Much has been made of the emergence of the Brexit Party and what it means for the future of UK politics. There are two ways of thinking about this. One is that their existence heralds a new era of nationalism, populism and even some new form of British fascism, and that the party is seeking to normalise these ideologies in the guise of defending Brexit and democracy.

Another (perhaps hopeful) view is that the mass mobilisation of generally decent, older people may serve to temper the extremes of the English Defence League, UKIP, Tommy Robinson crew. It’s important to note that there is a real distinction in the tone and age of the two groups. Whilst the Robinson rallies are attended by small numbers of people who would otherwise be sharpening 50p coins or paying late-night visits to Jewish cemeteries, The Brexit party activists are far larger in number and would otherwise be doing the garden.

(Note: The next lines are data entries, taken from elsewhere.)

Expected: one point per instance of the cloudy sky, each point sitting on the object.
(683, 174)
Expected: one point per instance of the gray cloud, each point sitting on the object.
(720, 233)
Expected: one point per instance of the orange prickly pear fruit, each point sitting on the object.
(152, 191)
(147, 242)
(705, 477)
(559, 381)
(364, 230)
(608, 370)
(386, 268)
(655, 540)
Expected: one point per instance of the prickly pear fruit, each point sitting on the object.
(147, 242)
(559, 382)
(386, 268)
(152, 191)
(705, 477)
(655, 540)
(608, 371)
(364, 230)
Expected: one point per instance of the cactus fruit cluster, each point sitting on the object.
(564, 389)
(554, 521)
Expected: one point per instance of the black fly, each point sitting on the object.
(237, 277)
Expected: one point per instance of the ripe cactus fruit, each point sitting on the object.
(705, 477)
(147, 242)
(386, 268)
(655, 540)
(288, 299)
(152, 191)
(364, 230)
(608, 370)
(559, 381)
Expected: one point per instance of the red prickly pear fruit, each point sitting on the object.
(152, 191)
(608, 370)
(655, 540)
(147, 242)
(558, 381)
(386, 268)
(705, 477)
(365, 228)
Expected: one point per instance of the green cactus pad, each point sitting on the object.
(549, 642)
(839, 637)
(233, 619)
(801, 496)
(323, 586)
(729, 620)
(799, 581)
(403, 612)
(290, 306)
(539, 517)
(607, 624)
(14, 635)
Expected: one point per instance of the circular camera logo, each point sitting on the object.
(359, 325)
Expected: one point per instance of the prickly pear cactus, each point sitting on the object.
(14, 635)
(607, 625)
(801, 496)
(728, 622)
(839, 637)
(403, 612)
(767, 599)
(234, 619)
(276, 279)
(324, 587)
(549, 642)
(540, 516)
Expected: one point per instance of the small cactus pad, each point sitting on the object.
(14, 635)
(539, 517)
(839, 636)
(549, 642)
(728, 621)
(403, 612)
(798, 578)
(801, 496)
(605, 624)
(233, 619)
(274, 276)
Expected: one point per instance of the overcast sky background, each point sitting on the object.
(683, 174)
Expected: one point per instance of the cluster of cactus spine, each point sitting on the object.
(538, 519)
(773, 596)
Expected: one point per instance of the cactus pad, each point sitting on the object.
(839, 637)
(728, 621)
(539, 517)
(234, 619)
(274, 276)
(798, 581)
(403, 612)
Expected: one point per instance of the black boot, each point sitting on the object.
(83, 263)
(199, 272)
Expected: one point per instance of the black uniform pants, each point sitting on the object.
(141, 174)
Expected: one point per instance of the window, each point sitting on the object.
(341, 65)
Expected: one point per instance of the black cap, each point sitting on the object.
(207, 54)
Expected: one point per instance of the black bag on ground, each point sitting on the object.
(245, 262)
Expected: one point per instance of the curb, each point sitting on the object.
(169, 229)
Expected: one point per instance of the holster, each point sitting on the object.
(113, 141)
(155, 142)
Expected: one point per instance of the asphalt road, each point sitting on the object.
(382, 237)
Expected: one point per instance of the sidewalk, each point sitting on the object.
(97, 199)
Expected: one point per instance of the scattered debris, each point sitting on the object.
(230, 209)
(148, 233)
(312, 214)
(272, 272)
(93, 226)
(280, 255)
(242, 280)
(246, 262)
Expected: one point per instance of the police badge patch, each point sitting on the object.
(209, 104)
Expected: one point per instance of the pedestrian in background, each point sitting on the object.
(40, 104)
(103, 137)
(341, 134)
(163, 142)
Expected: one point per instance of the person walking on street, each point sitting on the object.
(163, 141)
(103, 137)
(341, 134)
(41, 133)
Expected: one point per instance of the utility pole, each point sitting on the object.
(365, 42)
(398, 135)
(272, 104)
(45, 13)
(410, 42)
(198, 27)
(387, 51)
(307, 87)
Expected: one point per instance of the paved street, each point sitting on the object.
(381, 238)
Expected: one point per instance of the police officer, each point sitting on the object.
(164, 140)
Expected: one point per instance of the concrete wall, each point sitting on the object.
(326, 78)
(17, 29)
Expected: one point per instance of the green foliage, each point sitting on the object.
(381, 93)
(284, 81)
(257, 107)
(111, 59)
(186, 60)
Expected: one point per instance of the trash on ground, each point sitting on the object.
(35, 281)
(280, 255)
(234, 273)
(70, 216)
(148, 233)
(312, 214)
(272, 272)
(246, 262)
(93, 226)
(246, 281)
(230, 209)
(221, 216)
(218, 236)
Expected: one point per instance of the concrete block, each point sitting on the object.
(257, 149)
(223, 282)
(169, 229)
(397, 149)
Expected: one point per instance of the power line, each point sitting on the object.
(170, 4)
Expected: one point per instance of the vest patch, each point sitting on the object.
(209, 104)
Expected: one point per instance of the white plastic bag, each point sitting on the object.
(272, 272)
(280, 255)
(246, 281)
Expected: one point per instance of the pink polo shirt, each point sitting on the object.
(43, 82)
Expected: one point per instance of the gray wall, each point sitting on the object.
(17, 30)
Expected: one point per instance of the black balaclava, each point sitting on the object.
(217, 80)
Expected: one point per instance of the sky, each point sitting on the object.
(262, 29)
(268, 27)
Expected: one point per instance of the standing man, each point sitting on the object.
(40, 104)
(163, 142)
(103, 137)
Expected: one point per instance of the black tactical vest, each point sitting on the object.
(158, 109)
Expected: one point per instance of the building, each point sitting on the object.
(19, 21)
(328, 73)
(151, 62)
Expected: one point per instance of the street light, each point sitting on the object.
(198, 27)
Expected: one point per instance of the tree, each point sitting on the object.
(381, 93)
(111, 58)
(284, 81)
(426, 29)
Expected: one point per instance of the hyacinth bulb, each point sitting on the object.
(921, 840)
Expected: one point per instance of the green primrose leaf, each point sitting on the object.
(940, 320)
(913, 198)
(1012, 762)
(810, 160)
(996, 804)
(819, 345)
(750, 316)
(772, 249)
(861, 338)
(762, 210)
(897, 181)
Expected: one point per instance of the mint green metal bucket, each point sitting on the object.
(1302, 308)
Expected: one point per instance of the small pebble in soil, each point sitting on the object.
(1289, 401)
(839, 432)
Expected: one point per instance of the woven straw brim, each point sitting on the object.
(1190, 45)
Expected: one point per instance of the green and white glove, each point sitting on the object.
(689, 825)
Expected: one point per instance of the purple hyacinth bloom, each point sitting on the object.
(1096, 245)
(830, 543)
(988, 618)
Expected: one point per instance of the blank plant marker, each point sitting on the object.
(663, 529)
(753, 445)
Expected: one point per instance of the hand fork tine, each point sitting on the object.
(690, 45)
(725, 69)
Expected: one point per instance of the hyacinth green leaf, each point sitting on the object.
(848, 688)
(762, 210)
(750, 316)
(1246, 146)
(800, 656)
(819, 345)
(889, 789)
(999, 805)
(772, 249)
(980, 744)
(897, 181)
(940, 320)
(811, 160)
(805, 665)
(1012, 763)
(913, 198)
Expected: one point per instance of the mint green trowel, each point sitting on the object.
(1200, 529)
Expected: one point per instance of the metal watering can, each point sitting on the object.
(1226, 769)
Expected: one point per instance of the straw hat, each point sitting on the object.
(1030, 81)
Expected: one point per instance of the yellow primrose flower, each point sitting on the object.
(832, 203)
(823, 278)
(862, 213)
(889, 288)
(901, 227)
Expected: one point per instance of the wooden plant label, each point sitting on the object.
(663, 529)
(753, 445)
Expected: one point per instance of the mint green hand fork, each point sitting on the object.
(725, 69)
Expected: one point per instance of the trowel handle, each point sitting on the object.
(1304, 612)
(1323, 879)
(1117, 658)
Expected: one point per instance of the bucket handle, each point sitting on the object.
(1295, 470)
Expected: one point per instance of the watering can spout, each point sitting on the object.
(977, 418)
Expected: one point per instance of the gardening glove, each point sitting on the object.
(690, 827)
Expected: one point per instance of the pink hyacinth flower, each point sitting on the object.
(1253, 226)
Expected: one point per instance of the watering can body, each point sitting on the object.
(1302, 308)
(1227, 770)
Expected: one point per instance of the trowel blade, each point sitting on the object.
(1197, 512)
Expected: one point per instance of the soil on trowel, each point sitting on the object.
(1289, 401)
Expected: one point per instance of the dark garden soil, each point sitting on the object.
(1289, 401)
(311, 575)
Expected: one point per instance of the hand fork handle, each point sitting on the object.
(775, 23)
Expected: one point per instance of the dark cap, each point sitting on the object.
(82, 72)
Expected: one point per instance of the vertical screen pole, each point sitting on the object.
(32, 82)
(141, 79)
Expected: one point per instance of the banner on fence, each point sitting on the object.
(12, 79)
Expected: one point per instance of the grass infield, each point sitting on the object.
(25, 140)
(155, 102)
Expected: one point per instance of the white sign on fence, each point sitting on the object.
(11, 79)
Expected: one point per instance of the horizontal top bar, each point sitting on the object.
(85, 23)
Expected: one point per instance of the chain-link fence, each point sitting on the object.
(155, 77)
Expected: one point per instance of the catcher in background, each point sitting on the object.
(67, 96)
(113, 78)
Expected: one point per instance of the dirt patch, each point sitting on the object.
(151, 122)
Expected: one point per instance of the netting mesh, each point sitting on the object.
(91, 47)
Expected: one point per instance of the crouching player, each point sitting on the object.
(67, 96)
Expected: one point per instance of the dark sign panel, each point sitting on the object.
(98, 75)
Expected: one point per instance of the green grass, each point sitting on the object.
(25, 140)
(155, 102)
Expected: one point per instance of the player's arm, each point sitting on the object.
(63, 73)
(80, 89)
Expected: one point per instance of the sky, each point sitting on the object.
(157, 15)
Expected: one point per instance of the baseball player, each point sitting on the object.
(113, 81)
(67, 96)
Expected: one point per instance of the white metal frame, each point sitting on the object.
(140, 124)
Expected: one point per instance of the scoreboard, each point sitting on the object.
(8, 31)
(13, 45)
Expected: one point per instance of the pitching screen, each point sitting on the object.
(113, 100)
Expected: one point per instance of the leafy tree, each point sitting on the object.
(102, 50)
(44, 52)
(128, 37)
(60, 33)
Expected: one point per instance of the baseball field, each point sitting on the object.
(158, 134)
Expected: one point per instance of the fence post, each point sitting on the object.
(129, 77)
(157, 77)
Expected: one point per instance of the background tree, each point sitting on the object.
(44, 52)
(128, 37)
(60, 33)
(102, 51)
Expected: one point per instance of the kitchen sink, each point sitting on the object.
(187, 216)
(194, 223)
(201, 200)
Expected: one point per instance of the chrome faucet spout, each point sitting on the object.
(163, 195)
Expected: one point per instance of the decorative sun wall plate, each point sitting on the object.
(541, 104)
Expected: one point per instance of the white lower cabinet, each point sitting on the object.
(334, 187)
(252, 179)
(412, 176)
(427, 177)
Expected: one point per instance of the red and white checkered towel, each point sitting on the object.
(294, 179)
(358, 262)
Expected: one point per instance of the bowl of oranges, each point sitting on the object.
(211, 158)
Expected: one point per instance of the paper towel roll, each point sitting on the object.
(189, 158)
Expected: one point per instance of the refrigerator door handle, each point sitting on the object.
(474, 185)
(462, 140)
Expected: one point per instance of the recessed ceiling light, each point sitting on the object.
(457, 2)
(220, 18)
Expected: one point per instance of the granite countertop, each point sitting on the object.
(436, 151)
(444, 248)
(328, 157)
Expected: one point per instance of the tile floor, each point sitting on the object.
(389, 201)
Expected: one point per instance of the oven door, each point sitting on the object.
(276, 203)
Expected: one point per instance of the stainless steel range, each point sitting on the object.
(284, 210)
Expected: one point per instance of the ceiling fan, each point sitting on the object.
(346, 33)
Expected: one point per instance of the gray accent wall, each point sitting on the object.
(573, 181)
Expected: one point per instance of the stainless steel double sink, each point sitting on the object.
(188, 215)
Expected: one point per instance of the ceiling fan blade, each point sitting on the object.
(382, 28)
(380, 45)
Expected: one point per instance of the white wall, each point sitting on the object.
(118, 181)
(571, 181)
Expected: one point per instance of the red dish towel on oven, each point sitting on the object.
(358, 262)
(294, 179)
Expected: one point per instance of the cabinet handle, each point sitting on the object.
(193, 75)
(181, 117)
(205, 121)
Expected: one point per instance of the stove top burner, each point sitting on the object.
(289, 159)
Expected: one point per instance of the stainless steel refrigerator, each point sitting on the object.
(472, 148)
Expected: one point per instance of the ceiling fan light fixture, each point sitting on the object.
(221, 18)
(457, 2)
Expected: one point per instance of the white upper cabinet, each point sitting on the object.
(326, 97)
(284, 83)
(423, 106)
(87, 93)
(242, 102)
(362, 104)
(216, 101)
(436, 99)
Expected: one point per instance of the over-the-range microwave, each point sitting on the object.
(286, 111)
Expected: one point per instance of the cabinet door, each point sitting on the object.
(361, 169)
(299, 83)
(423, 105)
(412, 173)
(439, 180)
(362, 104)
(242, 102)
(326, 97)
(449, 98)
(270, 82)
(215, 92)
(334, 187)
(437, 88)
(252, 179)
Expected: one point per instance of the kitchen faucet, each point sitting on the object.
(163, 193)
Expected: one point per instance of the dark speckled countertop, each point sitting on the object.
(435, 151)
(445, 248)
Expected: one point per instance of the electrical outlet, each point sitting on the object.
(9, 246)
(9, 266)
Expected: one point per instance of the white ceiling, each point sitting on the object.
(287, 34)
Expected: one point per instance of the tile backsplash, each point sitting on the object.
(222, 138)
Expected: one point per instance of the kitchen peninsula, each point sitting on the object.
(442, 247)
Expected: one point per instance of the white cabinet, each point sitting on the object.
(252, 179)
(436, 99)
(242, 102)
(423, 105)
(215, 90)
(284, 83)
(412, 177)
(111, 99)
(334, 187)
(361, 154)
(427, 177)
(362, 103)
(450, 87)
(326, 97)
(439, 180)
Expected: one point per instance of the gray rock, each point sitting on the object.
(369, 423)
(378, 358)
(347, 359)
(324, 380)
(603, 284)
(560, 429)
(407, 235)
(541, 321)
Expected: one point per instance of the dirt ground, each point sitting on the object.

What we are witnessing may be the start of an overdue transition away from two-party red vs. blue politics in this country. It’s not hard to imagine a great cleavage on the horizon, a realignment where the right-wing of the Tory party coalesce with The Brexit Party to form a closed, nationalist, populist party and the moderate wing of Labour join the Lib Dems and other Remain parties to form an open, progressive and centrist grouping.

This by-election has quite an odd feel to it. The ‘resurgent’ Lib Dems are nowhere to be seen, the lesser-spotted Tory is even lesser-spotted than usual. Labour have been extremely sheepish (for some very good reasons indeed) and the Greens are hiding in foliage.

Next Thursday, the people of Peterborough may gain the unwelcome distinction of being the first constituency to return a Brexit Party MP to Westminster. But the town may also go down as the place where Conservative and Labour’s decades-long and undeserved dominance received its first mortal blow.